Syntax may change in the future. To set a formula as value, create an Ex object with a string (in this syntax) to be evaluated.

- **node id**: `` `foo`` evaluates to the node with id `foo` in the document.
- **parameter keys**: `` `foo.bar`` evaluates to (the value of) parameter `bar` of node `foo` in the document. `` `foo.bar.baz`` works as expected if `foo.bar` is a node.
- **children and parents**: `` `foo[1]`` and `` `foo.1`` both evaluates to the child of (the node with id) `foo` at index 1 (i.e., the second child). `` `foo.1.0`` is `foo`'s second child's first child. `` `foo.parent`` is the parent of `foo`.
- **function calls and operations**: Function calls ``foo(`bar, 3 + `baz)`` work as in Python.

If `doc` is a `persistent_doc.document.Document`, ``doc['foo.parent.3.2']`` gives `foo`'s parent's fourth child's second child. Function calls and operations cannot be used with `Document.__getitem__` (instead use them outside, in Python ``f(doc['foo.p1'], doc['bar.p1'])``).

## Formula reevaluation

There are three reevaluation strategies

- **cached** *(default)*: The formula is reevaluated when a term it depends on changes. The result is cached for reads.
- **reeval**: The formula is reevaluated every time it is read.
- **on first read**: The formula is reevaluated the first time it is read after one of the terms it depends on has changed. The result is cached for reads.

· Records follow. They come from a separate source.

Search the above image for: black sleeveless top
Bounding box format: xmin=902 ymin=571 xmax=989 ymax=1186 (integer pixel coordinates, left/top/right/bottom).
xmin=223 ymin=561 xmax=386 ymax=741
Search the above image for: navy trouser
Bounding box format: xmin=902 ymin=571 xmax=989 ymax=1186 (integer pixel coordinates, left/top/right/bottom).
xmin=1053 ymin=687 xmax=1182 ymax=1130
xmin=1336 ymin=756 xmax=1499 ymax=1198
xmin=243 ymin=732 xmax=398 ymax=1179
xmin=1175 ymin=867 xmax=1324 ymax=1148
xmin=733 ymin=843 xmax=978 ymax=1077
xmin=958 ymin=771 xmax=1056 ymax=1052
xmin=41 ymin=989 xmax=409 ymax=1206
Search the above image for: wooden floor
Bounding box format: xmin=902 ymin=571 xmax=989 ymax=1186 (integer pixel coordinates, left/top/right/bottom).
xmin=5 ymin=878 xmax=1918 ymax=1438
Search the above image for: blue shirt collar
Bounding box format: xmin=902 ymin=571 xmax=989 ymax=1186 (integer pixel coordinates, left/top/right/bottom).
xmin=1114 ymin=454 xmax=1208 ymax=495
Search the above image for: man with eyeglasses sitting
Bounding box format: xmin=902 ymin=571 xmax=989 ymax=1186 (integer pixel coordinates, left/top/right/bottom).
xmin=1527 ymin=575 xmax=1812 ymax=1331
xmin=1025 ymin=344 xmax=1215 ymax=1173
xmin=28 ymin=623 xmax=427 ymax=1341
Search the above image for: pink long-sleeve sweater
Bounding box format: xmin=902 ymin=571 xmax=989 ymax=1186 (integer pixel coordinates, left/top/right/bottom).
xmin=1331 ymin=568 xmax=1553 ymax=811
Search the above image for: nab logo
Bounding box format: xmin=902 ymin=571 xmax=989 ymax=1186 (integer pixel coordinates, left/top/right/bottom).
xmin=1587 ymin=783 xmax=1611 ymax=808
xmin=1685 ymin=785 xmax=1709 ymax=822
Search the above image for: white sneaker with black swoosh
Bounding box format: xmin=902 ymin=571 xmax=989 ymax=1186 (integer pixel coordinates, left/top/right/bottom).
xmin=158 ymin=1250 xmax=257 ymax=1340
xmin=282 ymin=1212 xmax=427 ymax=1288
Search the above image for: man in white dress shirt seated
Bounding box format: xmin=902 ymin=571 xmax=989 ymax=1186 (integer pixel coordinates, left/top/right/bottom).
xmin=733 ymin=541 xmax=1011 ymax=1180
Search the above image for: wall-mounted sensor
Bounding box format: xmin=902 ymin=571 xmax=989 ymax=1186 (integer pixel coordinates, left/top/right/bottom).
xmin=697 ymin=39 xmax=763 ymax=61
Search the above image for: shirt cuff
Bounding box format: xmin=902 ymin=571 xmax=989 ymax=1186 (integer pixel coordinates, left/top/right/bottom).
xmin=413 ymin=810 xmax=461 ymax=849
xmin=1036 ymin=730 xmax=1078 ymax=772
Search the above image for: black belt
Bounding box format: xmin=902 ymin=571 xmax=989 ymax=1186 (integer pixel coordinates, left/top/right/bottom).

The `calc` parameter is passed to `Ex` to indicate which one to use. For example ``Ex(`foo + 3, calc="reeval")``. It is thus possible to have a document with mixed reevaluation strategies.

## Expr objects

To get the object for a formula instead of its value, use `doc.get_expr('foo.bar')` instead of `doc['foo.bar']`.

## Errors and debugging

Expressions that produce an error when evaluated will return an `EvalError` object instead of raising an error.

## Tests

Run `python test.py`.

## Pointers

Because the document is persistent, pointers to values in the document can become stale. Use `doc.m` or `node.L` (instead of `doc` and `node`) to use the latest version.

## Internals

### default_doc

Because parent-child relations are encoded as lookups, its not possible to create a new subtree of Nodes "in the void" and then hook it up to existing nodes. It needs at least a doc (memory) to be created. So `default_doc` helps with that part.

If there's only one document, `persistent_doc.document.default_doc` should be set to that.

### Conventions

Parent sets the child's `.parent`.

### numpy

`numpy` isn't really a requirement but since `numpy` 1.13, equality test behave differently and some of the polymorphism doesn't work otherwise. `document.py` contains an alternate definition of `equal` that can be used if there are no numpy arrays as values.

### mutable values

Mutable values are expected *not* to be mutated. They should instead be replaced.

    doc['foo.arr'] = numpy.array([1, 2])
    doc['foo.arr'] = doc['foo.arr'] + numpy.array([1, 1])

instead of

    arr = numpy.array([1, 2])
    doc['foo.arr'] = arr
    arr += numpy.array([1, 1])

### Todo

- Find something better than all the explicit type checking with `Ex` and `Expr`.
- Find a way to automatically decide if a node needs to be replaced by its latest version before an operation. Maybe by comparing timestamps?